El viaje a la cárcel nunca me gustó, así como tampoco compartía la decisión de mamá, pero de hecho en esa época estaba de acuerdo con todo lo que ella proponía. Me desesperaban las largas filas en las paradas de buses e ingreso al penal, pero sobre todo las miradas maliciosas que sentía sobre mi cuerpo y algunos comentarios que molestaban. Yo me camuflaba en el primer rincón que apareciera en la Reforma mientras veía al tipo buscarme por todo lado. No me atraía físicamente ni teníamos temas en común para conversar. Después de varias visitas sin motivo alguno él se comenzó a molestar conmigo. Un día mamá me preguntó: -Usted no ha cumplido con su amigo. - ¿Por qué mamá? -Recuerde que él está respondiendo por la “torta” de su hermano. La próxima visita la acompaño.

Ante mi seriedad el tipo saludó sonriente a mamá señalándole un sitio. Ella tomó mi brazo apurándome al caminar. La presencia de mi madre me intuía que cualquier cosa no planeada podría pasar lo cual me inmovilizó de inmediato. Ella me socolloneó cuando escuché decir al visitado: -No te asustes, estamos en el lugar para visita conyugal.

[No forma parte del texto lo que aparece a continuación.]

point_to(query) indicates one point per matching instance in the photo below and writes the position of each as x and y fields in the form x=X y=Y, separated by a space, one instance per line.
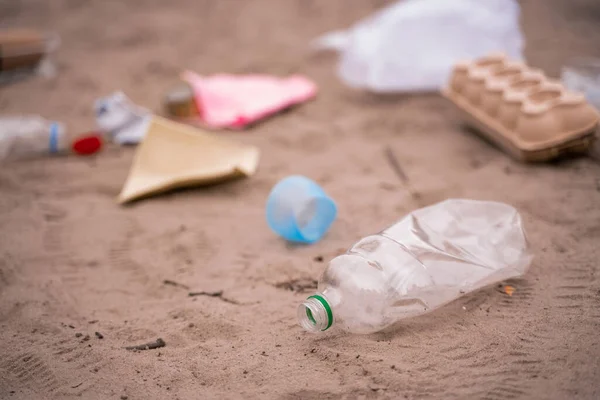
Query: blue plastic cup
x=299 y=210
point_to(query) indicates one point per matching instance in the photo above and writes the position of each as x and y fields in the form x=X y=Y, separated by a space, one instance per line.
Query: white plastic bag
x=412 y=45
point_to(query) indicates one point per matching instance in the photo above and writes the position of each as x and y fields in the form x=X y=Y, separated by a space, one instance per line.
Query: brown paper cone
x=174 y=155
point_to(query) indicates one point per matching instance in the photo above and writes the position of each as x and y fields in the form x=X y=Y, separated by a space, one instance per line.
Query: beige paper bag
x=174 y=155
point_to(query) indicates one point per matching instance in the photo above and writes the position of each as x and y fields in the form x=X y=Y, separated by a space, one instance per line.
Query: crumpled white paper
x=412 y=45
x=123 y=120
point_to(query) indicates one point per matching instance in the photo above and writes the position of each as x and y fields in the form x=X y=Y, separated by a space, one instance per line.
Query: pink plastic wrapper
x=234 y=101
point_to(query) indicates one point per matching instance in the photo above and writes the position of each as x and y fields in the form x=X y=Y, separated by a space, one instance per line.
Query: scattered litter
x=298 y=285
x=218 y=294
x=235 y=101
x=26 y=52
x=456 y=247
x=176 y=284
x=158 y=343
x=30 y=136
x=412 y=45
x=175 y=155
x=299 y=210
x=530 y=116
x=583 y=75
x=125 y=122
x=509 y=290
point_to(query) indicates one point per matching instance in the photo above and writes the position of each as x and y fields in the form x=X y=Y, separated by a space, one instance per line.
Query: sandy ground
x=73 y=262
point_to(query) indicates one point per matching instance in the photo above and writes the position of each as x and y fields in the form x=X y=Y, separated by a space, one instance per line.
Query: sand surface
x=73 y=262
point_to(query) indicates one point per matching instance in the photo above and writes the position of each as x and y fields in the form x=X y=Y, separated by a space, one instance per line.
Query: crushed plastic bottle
x=429 y=258
x=30 y=136
x=412 y=45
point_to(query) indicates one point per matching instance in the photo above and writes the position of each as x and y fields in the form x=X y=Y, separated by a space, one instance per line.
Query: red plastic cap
x=87 y=144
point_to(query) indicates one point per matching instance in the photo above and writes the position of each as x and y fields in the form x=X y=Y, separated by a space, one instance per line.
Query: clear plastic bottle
x=427 y=259
x=29 y=136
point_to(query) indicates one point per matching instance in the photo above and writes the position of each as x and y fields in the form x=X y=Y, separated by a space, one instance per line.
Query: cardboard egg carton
x=532 y=117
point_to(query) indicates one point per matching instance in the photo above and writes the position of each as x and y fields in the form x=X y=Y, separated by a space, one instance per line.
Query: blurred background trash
x=583 y=75
x=125 y=122
x=174 y=155
x=180 y=102
x=29 y=136
x=299 y=210
x=235 y=101
x=87 y=143
x=26 y=52
x=412 y=45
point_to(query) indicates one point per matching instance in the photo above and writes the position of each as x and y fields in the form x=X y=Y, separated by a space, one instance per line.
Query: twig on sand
x=395 y=164
x=218 y=293
x=148 y=346
x=176 y=284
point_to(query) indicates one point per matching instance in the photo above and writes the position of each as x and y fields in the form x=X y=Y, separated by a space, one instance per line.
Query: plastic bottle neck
x=315 y=314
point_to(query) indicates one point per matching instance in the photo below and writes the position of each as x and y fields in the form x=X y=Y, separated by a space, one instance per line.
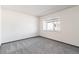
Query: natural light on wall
x=51 y=24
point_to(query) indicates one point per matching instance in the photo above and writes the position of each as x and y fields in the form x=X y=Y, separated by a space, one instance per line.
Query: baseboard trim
x=19 y=40
x=61 y=42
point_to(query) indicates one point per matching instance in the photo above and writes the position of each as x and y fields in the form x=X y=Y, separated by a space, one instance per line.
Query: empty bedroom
x=39 y=29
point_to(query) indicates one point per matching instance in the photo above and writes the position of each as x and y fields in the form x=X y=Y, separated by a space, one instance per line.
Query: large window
x=51 y=25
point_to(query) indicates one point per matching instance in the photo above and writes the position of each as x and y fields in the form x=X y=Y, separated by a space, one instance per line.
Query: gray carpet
x=37 y=45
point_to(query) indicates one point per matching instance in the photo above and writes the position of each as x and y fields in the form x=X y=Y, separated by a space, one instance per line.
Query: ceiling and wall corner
x=37 y=10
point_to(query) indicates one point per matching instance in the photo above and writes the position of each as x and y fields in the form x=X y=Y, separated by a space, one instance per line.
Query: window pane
x=44 y=25
x=50 y=26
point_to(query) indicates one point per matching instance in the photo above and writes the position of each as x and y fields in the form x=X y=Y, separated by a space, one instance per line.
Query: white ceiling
x=37 y=10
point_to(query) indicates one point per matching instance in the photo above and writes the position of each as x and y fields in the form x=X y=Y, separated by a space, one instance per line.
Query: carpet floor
x=37 y=45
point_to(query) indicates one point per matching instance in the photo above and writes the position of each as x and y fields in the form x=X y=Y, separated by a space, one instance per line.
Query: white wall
x=0 y=24
x=69 y=32
x=17 y=26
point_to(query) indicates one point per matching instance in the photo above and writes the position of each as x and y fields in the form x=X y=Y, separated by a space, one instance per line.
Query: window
x=51 y=25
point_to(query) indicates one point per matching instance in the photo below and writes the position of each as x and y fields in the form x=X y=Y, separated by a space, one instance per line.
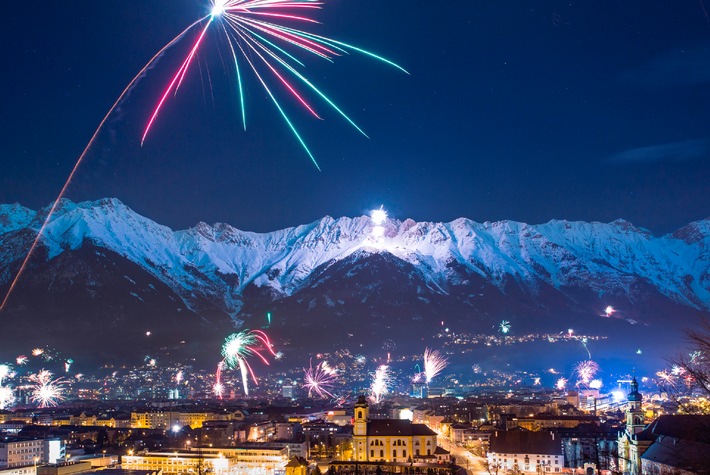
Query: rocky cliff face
x=103 y=266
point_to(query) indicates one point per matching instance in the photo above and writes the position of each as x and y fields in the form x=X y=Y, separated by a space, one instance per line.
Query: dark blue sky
x=513 y=110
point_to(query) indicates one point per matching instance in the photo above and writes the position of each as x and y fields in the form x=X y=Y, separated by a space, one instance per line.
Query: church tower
x=362 y=412
x=634 y=412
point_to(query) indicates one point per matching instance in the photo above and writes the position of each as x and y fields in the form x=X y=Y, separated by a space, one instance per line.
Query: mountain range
x=104 y=275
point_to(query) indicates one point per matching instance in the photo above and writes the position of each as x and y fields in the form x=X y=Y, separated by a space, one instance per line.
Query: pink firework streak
x=319 y=379
x=258 y=32
x=236 y=348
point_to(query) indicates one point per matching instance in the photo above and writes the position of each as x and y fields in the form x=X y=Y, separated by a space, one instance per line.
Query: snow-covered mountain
x=326 y=266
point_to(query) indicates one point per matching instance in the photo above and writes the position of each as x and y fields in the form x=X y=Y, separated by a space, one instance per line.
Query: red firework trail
x=249 y=27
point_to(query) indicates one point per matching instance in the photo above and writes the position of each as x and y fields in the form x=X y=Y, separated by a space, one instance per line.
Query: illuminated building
x=390 y=440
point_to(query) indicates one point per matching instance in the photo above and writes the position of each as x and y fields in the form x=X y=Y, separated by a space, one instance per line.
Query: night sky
x=522 y=110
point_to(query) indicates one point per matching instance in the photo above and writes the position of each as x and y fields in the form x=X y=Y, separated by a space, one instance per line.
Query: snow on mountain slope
x=218 y=262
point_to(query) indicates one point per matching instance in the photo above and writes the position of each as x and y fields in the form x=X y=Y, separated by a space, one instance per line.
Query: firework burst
x=261 y=36
x=47 y=392
x=668 y=378
x=585 y=371
x=319 y=380
x=434 y=363
x=7 y=395
x=237 y=348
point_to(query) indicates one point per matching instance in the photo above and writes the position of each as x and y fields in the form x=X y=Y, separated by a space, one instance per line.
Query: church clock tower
x=362 y=413
x=634 y=412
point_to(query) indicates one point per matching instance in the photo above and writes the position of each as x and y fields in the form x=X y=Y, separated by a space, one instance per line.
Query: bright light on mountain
x=378 y=216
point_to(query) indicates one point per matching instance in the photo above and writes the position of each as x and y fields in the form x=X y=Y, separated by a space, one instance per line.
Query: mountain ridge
x=101 y=268
x=559 y=252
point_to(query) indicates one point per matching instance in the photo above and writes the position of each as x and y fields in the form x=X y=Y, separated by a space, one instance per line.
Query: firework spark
x=238 y=347
x=319 y=380
x=259 y=39
x=434 y=363
x=585 y=371
x=667 y=378
x=380 y=383
x=47 y=391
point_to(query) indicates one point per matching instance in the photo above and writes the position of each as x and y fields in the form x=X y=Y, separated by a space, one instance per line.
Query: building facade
x=390 y=440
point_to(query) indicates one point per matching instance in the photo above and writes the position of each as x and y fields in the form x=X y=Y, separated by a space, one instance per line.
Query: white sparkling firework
x=434 y=363
x=585 y=371
x=319 y=380
x=666 y=377
x=380 y=383
x=47 y=391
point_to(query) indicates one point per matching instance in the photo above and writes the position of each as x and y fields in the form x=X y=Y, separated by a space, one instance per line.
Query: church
x=392 y=440
x=632 y=442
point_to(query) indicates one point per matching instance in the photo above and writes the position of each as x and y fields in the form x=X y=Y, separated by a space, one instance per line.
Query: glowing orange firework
x=258 y=32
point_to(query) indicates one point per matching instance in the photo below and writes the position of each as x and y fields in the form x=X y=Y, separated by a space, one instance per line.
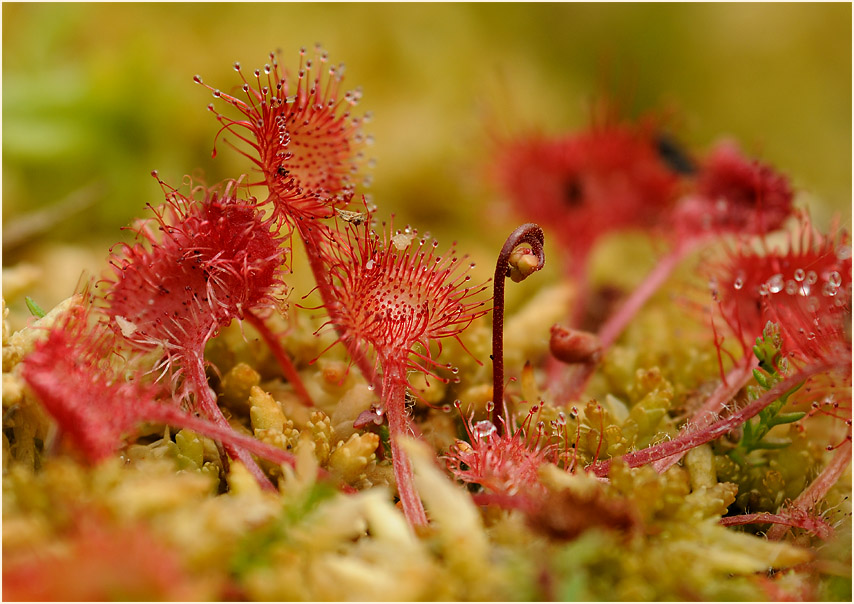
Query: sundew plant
x=192 y=424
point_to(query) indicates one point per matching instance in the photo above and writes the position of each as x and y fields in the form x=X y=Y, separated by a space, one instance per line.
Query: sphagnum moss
x=630 y=452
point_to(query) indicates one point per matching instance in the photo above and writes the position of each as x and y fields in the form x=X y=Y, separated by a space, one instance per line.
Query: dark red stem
x=532 y=235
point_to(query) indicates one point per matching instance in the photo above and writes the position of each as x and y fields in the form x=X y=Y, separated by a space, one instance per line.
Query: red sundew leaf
x=300 y=133
x=73 y=374
x=79 y=376
x=588 y=184
x=505 y=463
x=734 y=194
x=394 y=291
x=206 y=263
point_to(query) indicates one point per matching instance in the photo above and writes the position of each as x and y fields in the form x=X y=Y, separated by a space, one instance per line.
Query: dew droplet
x=484 y=429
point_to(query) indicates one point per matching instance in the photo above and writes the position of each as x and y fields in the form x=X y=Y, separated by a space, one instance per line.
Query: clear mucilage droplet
x=484 y=429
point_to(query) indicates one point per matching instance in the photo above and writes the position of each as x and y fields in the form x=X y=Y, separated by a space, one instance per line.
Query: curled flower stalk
x=394 y=297
x=517 y=264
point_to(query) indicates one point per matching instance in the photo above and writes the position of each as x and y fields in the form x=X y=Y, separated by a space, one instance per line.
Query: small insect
x=354 y=218
x=672 y=153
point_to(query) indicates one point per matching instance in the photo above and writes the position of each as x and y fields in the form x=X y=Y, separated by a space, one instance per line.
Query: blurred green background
x=95 y=96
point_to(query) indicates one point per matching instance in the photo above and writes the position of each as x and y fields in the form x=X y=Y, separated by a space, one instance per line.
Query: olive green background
x=95 y=96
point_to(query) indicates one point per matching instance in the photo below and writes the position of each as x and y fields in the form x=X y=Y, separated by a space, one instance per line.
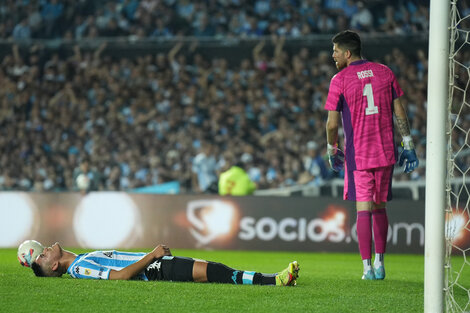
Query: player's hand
x=161 y=250
x=336 y=160
x=409 y=158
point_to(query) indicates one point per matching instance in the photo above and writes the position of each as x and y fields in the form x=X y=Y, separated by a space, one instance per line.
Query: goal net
x=457 y=230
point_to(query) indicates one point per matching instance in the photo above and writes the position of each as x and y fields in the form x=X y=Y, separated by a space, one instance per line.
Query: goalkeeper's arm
x=335 y=156
x=408 y=156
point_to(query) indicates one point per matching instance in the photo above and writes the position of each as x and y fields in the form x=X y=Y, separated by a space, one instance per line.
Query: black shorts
x=171 y=268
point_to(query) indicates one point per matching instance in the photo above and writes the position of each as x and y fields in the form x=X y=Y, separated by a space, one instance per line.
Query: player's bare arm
x=401 y=118
x=332 y=125
x=139 y=266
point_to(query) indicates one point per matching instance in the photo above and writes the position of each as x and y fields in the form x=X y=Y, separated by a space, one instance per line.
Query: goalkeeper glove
x=335 y=157
x=408 y=156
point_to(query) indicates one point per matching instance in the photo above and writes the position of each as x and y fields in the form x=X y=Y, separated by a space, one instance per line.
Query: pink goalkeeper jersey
x=364 y=92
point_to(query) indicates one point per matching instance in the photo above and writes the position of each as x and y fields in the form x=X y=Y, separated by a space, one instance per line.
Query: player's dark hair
x=37 y=270
x=348 y=40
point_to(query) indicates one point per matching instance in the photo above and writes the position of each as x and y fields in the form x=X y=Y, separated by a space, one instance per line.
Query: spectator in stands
x=204 y=168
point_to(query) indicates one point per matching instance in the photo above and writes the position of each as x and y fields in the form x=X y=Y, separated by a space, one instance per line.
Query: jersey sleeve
x=396 y=89
x=89 y=270
x=334 y=101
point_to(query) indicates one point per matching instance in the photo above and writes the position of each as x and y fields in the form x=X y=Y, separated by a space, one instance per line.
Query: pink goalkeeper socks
x=364 y=233
x=380 y=222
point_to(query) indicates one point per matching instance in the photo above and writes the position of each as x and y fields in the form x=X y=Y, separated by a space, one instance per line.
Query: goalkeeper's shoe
x=369 y=275
x=288 y=276
x=379 y=272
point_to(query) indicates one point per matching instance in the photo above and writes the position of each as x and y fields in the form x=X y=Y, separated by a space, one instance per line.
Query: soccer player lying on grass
x=159 y=264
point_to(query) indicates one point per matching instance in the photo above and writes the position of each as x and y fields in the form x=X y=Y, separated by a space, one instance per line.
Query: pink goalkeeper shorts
x=369 y=185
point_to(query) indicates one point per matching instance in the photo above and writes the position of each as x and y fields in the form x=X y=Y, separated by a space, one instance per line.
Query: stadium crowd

Entré sin protestar y salí en silencio. Mamá sonreía cuando regresé. Tres meses después estaba embarazada y me rebelé al mandato de volver a visitarlo sin importar lo que aconteciera.

Mi hijo tenía tres meses cuando mamá me dijo: -Ahora que recuperaste tu hermosura estás preparada para luchar por la vida. Al otro día temprano salimos hacia Puntarenas. Primera vez que veía el mar y me preguntaba de donde salía tanta agua. Mamá me dejó sentada en un poyo frente a la inmensidad. Miré a lo lejos un botecillo tambalearse en las olas y por primera vez me pregunté qué sería de mí vida futura. Sentí que la iniciativa que tuve de niña para sobrevivir había desaparecido inexplicablemente y de pronto a otro dependía de las decisiones de mi madre. Ella reapareció acompañada por una ex compañera de prisión quien comenzó a aconsejarme sobre experiencias venideras sin que yo lograra entender. Después me llevaron a una cuartería. -Lamentablemente no puedo alojarla en mi casa. Mamá contestó que no había problema y yo asentí después. Me llevaron a un bar y mientras ellas conversaban con un señor que parecía de “pocas pulgas” las risas alocadas de varias muchachas inundaron el local al ingresar. Eran jóvenes y bonitas. No se percataron de mi mirada con ojos preguntones cuando pasaron a mi lado rumbo a un aposento al fondo. Ante la llamada me acerqué al trío. -Bienvenida al Copacabana, dijo el hombre. Si te va bien a como “pintas” en pocos días te prepararemos una habitación para que duermas acá. Cuando ellas se marchen hablamos de las reglas internas.

Antes de partir escuché a mamá. Yo cuidaré del niño. Aquí te van a enseñar el “trabajo” que vas a hacer. No te preocupes por nosotros ni en ir a San José. Yo voy a venir cada quince días a recoger el dinero para mantenernos…

De la manera que fuera, ese tiempo bastó para enamorarme del bello puerto de Puntarenas y la amabilidad de su gente.